土手を勢いよく滑り降り、彼女の背中へと駆け寄る。
そうして彼女の後ろから、その華奢な右腕を掴んでこちらを振り向かせた。
「! ……龍臣?」
たったいま祓川の存在に気づいたとばかりに、彼女はわずかに目を見開いていた。
「一体どうしたんだ、高原。こんな場所で、ひとりで泣いているなんて……」
すでに嗚咽はおさまったようだったが、彼女の涙に濡れた頬は月の光に照らされてキラキラとしていた。

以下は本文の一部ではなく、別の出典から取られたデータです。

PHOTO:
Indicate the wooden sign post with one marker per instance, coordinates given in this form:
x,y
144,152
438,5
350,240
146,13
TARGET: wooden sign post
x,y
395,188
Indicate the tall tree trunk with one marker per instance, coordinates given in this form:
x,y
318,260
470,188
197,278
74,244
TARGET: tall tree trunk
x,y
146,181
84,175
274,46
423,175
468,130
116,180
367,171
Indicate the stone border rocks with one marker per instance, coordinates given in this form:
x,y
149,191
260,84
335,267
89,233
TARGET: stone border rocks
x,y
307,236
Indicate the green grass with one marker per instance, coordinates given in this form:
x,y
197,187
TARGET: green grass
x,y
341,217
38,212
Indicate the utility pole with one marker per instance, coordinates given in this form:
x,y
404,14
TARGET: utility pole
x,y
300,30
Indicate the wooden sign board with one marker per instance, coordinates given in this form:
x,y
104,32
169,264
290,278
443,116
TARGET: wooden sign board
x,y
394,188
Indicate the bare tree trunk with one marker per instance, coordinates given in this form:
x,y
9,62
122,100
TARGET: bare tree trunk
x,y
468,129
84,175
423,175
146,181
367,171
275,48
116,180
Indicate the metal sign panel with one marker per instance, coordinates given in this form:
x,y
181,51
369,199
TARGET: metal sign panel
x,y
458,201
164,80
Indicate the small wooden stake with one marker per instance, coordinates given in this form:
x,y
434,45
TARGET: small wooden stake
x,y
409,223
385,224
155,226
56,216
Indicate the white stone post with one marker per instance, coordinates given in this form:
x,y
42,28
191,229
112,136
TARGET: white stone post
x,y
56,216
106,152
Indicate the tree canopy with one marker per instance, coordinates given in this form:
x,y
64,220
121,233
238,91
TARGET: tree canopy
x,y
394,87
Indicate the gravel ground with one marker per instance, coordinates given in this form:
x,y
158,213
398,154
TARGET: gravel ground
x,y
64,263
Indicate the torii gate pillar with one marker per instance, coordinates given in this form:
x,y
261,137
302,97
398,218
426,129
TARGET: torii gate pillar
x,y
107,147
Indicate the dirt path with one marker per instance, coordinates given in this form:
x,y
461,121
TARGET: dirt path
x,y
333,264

「その、私……なんだか、ちょっと疲れちゃったみたいで。ごめんなさい。余計な心配をかけちゃったわね」
そう言って、彼女は困ったように笑った。
やけに落ち着いた、大人の笑い方だった。
実際に大人になったのだから当たり前なのだけれど、子どもの頃の、祓川の記憶の中にある彼女と比べると、どこか寂しげな印象を受ける笑みだった。